PoisMixClus function

Poisson mixture model estimation and model selection

Poisson mixture model estimation and model selection

These functions implement the EM and CEM algorithms for parameter estimation in a Poisson mixture model for clustering high throughput sequencing observations (e.g., genes) for a single number of clusters (PoisMixClus) or a sequence of cluster numbers (PoisMixClusWrapper). Parameters are initialized using a Small-EM strategy as described in Rau et al. (2011) or the splitting small-EM strategy described in Papastamoulis et al. (2014), and model selection is performed using the ICL criteria. Note that these functions implement the PMM-I and PMM-II models described in Rau et al. (2011).

PoisMixClus(y, g, conds, norm = "TMM", init.type = "small-em", init.runs = 1, init.iter = 10, alg.type = "EM", cutoff = 10e-6, iter = 1000, fixed.lambda = NA, equal.proportions = FALSE, prev.labels = NA, prev.probaPost = NA, verbose = FALSE, interpretation = "sum", EM.verbose = FALSE, wrapper = FALSE, subset.index = NA) PoisMixClusWrapper(y, gmin = 1, gmax, conds, norm = "TMM", gmin.init.type = "small-em", init.runs = 1, init.iter = 10, split.init = TRUE, alg.type = "EM", cutoff = 10e-6, iter = 1000, fixed.lambda = NA, equal.proportions = FALSE, verbose = FALSE, interpretation = "sum", EM.verbose = FALSE, subset.index = NA)

Arguments

  • y: (n x q) matrix of observed counts for n observations and q variables

  • g: Number of clusters (a single value). If fixed.lambda contains a list of lambda values to be fixed, g corresponds to the number of clusters in addition to those fixed.

  • gmin: The minimum number of clusters in a sequence to be tested. In cases where clusters are included with a fixed value of lambda, gmin corresponds to the minimum number of clusters in addition to those that are fixed.

  • gmax: The maximum number of clusters in a sequence to be tested. In cases where clusters are included with a fixed value of lambda, gmax corresponds to the maximum number of clusters in addition to those that are fixed.

  • conds: Vector of length q defining the condition (treatment group) for each variable (column) in y

  • norm: The type of estimator to be used to normalize for differences in library size: (‘TC’ for total count, ‘UQ’ for upper quantile, ‘Med’ for median, ‘DESeq’ for the normalization method in the DESeq package, and ‘TMM’ for the TMM normalization method (Robinson and Oshlack, 2010). Can also be a vector (of length q) containing pre-estimated library size estimates for each sample. Note that if the user provides pre-calculated normalization factors, the package will make use of norm/sum(norm) as normalization factors.

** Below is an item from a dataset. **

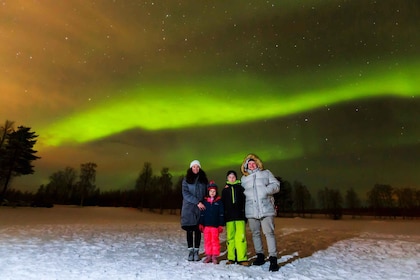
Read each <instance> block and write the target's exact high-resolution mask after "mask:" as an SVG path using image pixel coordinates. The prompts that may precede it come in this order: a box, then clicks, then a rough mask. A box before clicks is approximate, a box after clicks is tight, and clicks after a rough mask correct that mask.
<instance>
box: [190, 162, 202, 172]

  • init.type: Type of initialization strategy to be used (‘small-em’ for the Small-EM strategy described in Rau et al. (2011), and ‘kmeans’ for a simple K-means initialization)

  • gmin.init.type: Type of initialization strategy to be used for the minimum number of clusters in a sequence (gmin): (‘small-em’ for the Small-EM strategy described in Rau et al. (2011), and ‘kmeans’ for a simple K-means initialization)

  • init.runs: Number of runs to be used for the Small-EM strategy described in Rau et al. (2011), with a default value of 1

  • init.iter: Number of iterations to be used within each run for the Small-EM strategry, with a default value of 10

  • split.init: If TRUE, the splitting initialization strategy of Papastamoulis et al. (2014) will be used for cluster sizes (gmin+1, ..., gmax). If FALSE, the initialization strategy specified in gmin.init.type

    is used for all cluster sizes in the sequence.

  • alg.type: Algorithm to be used for parameter estimation (‘EM’ or ‘CEM’ )

  • cutoff: Cutoff to declare algorithm convergence (in terms of differences in log likelihoods from one iteration to the next)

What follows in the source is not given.